6.2   The time sensitive difference mapping in the nucleus centromedianus

The nucleus centromedianus is a thalamic nucleus whose input comes from the spinocerebellum, where it is supplied by the nucleus emboliformis cerebelli.

However, the nucleus emboliformis projects as a cerebellar nucleus also into the frontal lobe. Its output is maximum coded.

We assume that the frontal lobe, as well as the primary cortex areas of the other lobes of the brain, projects into the basal ganglion system. The class 3 neurons of the frontal lobe therefore project via the substantia nigra into the matrix system, from where the signals reach the globus pallidus. The output of the globus pallidus contains (among other things) the time-delayed signal of the class 3 neurons of the frontal cortex. It was double inverted as described in chapter 3. This output is inhibitory.

It was found that the output of the globus pallidus reaches the nucleus centromedianus again. Thus, two types of signals converge in the nucleus centromedianus: 

-        The excitatory output of the spinocerebellum.

-        The inhibitory output of the globus pallidus obtained from the same signal, but inhibited and delayed.

The additive overlay in a point-to-point mapping provides a time-sensitive difference mapping. This is obtained from the output of the spinocerebellum. Thus, movements and temporal signal changes can be detected from the cerebellar signals. The output of this difference image is available in the nucleus centromedianus, which in turn projects back into the frontal cortex.
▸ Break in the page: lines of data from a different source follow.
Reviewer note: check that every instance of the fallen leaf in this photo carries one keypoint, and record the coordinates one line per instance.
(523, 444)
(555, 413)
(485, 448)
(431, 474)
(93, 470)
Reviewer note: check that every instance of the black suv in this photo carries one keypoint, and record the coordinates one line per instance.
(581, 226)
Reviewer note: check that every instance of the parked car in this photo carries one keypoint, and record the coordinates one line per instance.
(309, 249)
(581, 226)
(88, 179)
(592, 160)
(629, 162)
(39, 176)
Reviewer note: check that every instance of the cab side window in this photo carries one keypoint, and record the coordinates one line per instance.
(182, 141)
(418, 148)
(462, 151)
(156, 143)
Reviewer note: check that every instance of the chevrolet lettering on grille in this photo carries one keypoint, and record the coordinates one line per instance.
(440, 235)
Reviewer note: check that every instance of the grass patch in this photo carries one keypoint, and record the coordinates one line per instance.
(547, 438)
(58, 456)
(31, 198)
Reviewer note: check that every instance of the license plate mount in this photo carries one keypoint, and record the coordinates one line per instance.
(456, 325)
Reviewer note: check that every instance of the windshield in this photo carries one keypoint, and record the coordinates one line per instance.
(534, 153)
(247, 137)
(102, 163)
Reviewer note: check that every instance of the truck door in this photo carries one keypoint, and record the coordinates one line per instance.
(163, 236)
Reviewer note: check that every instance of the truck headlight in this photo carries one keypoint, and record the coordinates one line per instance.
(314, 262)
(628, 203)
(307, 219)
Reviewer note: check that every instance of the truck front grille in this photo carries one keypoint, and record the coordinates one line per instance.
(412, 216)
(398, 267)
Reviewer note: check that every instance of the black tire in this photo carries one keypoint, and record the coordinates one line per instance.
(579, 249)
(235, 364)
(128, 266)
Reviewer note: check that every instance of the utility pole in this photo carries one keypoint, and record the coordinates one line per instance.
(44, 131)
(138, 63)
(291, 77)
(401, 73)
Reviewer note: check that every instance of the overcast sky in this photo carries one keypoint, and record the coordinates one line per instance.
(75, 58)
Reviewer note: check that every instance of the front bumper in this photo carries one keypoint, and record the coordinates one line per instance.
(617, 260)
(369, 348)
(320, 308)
There, association areas exist which serve the recognition of motor movements, because the spinocerebellum predominantly evaluates motor signals from muscle spindles or muscle tension receptors as well as tendon organs. The time-sensitive differential formation is limited to signals from one and the same half of the body, i.e. it is monolateral.

Theorem of the input of the nucleus centromedianus

The nucleus centromedianus of one hemisphere of the primordial brain receives the signals of the contralateral spinocerebellum in the form of excitatory signals in a point-to-point image.

At the same time, he received from the globus pallidus the double inverted, time-delayed and GABA-switched cortex output of the ipsilateral frontal cortex in the form of inhibitory signals, also originating in the contralateral spinocerebellum. Thus, the nucleus centromedianus receives the excitatory and the time-delayed and inhibitory signals from the same source and forms a time-sensitive differential signal by additive superposition. This enables the detection of movements and signal changes in the cerebellum output, which are transmitted to the frontal cortex and are available there in a separate association area for further use.

When vertebrates were still quite small and the sizes of their brains were still in the millimeter range, the time difference between the striatal and cerebellar signals in the nucleus centromedianus was negligible. With increasing size, however, this time difference grew to relevant values of about 10 milliseconds or more. This enabled the basal ganglion system in interaction with the cerebellum to analyze temporal changes and use them for motor responses. This also enabled the recognition of movements and an appropriate motor response. A suitable example would be the registration of moving objects that were detected via the lateral line system. Their signals also reached the spinocerebellum.